The study was supported in part by the U.S. National Institute for Arthritis and Musculoskeletal Diseases. It was published online Feb. 19 in the Journal of Physical Activity & Health.

Dunlop and her colleagues evaluated responses given to the U.S. National Health and Nutrition Examination Survey. The men and women answering the survey wore accelerometer devices to measure their activity on at least four different days between 2002 and 2005.

Few met the guidelines of getting moderate activity for 2.5 hours a week, Dunlop said. Only about 6 percent met that goal, and the other 94 percent did not, the study found.

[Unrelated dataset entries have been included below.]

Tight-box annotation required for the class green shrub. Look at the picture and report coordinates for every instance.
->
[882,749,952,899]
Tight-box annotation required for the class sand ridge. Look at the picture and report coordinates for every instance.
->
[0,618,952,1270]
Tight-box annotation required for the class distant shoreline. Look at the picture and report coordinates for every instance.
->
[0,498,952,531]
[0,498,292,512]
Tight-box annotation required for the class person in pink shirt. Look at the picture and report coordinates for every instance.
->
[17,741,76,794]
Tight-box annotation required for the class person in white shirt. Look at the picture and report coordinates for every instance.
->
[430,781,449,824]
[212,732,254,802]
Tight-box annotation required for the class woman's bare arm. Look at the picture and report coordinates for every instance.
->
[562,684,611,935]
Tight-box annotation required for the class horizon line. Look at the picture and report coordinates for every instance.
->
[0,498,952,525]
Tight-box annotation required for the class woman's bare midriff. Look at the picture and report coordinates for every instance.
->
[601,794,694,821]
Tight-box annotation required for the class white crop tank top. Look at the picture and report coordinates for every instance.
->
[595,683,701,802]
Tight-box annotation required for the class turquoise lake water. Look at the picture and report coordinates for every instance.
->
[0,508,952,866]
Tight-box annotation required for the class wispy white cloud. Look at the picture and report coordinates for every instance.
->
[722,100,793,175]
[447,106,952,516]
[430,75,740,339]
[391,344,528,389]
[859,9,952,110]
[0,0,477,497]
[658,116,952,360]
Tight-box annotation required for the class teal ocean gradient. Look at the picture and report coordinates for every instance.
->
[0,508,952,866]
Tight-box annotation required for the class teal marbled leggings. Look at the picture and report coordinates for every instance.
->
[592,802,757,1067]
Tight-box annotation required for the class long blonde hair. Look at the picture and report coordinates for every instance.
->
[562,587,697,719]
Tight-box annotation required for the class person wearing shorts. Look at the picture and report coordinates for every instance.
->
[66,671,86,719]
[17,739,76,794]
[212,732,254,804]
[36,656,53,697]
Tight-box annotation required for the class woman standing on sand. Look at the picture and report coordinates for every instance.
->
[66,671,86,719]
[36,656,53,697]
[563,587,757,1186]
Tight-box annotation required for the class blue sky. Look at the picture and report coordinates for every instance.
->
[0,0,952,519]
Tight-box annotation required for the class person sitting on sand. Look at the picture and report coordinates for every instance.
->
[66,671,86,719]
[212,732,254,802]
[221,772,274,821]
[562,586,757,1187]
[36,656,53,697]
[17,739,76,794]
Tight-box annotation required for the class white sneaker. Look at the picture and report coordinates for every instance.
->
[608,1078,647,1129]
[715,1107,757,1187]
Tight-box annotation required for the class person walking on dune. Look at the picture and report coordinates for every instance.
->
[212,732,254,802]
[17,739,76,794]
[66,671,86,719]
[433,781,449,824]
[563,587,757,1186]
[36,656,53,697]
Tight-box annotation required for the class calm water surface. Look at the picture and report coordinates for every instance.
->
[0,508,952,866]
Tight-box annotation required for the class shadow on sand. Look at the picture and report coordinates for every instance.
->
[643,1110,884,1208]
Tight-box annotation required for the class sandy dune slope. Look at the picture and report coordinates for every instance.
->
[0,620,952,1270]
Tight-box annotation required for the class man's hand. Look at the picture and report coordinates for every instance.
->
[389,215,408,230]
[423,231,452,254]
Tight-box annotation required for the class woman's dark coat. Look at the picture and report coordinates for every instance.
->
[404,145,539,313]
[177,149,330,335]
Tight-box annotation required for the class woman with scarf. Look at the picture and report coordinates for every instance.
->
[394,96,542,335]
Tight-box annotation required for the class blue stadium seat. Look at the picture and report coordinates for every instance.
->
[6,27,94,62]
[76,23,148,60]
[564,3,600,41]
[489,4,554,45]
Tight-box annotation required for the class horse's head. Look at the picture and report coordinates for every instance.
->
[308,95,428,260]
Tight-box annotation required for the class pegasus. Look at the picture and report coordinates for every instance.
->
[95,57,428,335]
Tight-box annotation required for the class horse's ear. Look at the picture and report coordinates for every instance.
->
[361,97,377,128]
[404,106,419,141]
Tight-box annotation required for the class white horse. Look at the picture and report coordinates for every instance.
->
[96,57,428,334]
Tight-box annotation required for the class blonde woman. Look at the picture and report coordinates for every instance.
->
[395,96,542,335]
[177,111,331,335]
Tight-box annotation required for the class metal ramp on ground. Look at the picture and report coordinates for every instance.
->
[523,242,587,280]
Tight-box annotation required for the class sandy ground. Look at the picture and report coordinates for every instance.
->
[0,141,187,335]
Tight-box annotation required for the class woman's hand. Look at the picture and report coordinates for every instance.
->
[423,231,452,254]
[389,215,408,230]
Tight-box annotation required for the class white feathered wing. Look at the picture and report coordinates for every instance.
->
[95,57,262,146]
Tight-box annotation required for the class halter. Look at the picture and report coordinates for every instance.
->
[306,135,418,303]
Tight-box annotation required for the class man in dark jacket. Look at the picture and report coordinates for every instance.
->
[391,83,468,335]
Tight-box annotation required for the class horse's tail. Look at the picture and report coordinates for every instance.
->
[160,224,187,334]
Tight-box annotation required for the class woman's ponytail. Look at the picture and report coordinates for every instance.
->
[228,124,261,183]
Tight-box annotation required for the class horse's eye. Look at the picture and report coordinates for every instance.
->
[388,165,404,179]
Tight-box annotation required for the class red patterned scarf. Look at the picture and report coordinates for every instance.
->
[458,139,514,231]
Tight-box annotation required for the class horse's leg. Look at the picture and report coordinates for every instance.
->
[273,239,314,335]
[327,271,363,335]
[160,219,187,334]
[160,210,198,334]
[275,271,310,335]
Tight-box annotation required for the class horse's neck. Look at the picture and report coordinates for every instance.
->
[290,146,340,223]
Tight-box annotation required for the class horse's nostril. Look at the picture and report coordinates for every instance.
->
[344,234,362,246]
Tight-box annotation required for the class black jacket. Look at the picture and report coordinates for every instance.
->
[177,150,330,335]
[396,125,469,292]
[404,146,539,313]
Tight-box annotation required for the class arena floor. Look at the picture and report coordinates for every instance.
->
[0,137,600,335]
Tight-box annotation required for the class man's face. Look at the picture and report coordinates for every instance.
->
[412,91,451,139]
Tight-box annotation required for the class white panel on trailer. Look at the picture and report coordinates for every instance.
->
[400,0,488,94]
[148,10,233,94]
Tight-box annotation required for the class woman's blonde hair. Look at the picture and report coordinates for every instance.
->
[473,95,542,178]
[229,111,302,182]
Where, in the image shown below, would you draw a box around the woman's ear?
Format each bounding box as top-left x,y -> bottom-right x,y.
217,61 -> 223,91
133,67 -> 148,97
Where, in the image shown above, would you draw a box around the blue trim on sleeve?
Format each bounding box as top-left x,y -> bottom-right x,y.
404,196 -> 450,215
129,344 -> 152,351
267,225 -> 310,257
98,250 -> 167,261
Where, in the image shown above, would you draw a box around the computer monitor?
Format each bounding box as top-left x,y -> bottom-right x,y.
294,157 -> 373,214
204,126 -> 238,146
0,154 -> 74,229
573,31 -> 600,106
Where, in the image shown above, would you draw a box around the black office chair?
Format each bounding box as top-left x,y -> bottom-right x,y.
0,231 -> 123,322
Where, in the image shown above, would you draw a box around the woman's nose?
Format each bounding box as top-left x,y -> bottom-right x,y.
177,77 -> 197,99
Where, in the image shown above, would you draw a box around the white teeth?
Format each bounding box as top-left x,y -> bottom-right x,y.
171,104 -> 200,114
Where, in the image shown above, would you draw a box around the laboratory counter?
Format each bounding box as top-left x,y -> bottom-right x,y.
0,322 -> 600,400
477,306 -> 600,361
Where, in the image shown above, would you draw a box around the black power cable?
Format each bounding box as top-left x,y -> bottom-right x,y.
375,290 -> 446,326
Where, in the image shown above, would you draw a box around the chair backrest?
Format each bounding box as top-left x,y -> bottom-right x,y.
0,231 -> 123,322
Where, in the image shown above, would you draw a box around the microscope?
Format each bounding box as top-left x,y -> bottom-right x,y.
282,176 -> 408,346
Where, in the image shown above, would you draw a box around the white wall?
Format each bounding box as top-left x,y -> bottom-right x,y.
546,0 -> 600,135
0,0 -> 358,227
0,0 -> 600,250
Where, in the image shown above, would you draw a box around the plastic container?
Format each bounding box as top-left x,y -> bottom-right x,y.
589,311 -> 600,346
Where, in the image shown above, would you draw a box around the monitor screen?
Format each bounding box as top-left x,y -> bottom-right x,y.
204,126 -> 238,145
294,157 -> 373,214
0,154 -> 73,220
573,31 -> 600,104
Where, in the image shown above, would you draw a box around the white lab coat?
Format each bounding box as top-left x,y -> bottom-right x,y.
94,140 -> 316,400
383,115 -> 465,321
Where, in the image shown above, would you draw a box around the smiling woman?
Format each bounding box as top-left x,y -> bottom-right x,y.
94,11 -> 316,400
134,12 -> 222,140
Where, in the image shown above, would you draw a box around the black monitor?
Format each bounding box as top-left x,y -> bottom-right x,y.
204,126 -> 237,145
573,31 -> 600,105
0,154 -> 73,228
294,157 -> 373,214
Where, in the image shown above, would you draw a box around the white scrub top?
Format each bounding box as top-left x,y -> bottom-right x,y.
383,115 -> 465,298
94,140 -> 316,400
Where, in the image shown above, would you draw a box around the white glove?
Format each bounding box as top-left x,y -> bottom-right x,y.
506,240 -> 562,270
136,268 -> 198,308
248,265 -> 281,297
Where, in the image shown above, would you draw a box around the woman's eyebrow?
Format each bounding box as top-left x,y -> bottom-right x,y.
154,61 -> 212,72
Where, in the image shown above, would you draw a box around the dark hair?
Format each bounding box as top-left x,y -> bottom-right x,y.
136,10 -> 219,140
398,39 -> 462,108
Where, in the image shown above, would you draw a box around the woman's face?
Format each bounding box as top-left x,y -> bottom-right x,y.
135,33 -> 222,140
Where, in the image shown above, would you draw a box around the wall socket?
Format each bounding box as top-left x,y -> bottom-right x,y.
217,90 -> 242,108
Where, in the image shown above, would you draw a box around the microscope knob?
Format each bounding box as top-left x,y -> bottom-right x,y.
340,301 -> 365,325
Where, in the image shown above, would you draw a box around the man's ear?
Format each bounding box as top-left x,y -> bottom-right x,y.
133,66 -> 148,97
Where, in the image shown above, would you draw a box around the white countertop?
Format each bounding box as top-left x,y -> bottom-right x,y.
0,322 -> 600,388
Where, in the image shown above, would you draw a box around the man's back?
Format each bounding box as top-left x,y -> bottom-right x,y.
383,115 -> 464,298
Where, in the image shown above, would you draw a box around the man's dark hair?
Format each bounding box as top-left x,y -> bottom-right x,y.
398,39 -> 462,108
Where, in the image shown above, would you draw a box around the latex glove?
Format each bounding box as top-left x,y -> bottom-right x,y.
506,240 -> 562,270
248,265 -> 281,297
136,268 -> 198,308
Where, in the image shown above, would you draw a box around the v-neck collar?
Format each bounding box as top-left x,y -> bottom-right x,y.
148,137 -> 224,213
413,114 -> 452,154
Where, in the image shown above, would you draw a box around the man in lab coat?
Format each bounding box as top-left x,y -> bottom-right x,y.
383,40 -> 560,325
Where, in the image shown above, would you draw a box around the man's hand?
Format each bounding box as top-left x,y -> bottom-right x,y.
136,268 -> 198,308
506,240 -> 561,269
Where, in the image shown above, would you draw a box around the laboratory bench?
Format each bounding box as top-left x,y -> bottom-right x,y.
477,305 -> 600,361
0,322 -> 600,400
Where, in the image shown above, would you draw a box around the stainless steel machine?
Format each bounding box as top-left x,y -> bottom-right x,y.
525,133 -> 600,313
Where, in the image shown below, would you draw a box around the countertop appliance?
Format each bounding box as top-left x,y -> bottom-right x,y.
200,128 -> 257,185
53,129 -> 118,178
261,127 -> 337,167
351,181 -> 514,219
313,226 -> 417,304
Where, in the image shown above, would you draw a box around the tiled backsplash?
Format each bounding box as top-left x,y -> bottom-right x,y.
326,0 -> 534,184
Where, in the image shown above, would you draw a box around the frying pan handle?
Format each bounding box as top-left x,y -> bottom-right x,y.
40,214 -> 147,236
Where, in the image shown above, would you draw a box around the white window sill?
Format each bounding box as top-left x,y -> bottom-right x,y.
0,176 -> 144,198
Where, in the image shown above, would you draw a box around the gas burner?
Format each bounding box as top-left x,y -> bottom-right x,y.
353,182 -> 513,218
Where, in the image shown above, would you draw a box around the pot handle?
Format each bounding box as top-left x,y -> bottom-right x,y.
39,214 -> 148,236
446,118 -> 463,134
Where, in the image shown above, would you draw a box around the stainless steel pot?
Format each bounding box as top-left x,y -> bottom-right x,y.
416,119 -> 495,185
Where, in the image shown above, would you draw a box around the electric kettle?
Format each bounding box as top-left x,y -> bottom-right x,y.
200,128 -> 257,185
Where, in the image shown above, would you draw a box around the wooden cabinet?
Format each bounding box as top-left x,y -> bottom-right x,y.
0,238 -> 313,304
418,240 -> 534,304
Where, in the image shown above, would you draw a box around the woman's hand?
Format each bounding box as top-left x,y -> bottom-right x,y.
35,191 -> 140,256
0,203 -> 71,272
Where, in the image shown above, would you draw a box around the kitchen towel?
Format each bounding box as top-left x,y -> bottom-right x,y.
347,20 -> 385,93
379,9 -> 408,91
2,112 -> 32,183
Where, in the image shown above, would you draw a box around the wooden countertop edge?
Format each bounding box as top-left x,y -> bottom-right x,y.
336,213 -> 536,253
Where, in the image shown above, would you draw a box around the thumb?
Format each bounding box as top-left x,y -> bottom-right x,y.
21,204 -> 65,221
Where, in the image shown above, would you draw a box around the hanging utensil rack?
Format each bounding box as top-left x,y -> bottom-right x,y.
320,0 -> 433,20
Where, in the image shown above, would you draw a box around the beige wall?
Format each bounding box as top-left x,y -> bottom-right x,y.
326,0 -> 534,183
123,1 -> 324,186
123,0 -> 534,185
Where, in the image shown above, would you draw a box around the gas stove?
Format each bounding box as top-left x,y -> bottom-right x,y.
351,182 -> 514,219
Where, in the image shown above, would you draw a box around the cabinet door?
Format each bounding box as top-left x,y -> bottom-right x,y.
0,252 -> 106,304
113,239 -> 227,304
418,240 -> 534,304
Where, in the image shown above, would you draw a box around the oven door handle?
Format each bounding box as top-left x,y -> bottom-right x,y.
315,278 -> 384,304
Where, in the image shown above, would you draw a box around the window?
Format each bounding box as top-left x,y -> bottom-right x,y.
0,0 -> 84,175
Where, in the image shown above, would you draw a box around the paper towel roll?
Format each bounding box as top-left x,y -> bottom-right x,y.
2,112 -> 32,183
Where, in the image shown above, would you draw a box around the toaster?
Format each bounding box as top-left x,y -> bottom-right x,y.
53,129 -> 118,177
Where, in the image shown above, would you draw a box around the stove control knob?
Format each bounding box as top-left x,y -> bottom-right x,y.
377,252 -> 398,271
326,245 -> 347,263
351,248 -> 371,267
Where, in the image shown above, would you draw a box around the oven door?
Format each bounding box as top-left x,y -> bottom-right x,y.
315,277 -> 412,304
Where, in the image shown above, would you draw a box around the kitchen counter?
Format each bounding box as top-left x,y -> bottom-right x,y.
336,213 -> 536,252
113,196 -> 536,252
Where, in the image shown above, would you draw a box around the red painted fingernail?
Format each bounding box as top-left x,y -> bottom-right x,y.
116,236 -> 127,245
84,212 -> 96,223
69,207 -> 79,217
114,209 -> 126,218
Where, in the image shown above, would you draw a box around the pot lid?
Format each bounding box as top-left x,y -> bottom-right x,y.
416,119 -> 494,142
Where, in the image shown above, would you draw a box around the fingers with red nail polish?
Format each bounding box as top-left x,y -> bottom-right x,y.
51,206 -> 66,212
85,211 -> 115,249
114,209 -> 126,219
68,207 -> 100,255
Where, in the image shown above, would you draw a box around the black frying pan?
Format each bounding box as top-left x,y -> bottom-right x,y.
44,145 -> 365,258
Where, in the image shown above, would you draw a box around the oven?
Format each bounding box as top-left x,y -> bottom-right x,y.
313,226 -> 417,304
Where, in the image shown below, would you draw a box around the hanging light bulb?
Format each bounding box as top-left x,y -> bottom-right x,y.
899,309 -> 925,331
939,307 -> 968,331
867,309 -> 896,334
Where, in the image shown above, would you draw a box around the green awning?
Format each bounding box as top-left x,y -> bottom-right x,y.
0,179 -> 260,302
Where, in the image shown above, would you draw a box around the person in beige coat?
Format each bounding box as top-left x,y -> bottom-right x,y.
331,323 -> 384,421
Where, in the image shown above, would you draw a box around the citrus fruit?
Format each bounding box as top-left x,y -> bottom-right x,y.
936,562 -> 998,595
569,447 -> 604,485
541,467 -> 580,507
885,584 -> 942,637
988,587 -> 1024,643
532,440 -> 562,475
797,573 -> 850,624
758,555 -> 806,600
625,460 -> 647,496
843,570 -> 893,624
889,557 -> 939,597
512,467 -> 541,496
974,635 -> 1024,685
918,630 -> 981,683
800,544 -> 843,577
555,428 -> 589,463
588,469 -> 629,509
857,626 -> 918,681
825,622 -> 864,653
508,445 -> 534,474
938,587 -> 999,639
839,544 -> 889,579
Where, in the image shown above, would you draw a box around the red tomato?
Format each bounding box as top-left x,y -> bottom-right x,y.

On average, the men and women spent nine hours a day being sedentary during waking hours. About 4 percent reported being disabled. Disability was defined as having much difficulty (or inability) in performing activities of daily living, such as getting out of bed, dressing and walking.

For each additional daily hour of being sedentary, the odds of disability rose about 50 percent, Dunlop said. For instance, a woman aged 65 who was sedentary for 13 hours a day was 50 percent more likely to be disabled than a woman who was sedentary for 12 hours, she explained.

What is it about sitting? Dunlop can't say for sure, but said experts think that sitting for an extended period causes muscles to burn less fat and blood to flow more sluggishly. Idle muscles and sluggish blood flow can contribute to high blood pressure, heart disease, swollen ankles and diabetes.

Dunlop's study found a link, not a cause-and-effect relationship.

The connection may actually go the other way, said Andrea LaCroix, a professor of epidemiology in family and preventive medicine and director of the Women's Health Center of Excellence at the University of California, San Diego School of Medicine. She recently found a link in her own study between higher amounts of sedentary time and higher risk of death in older women.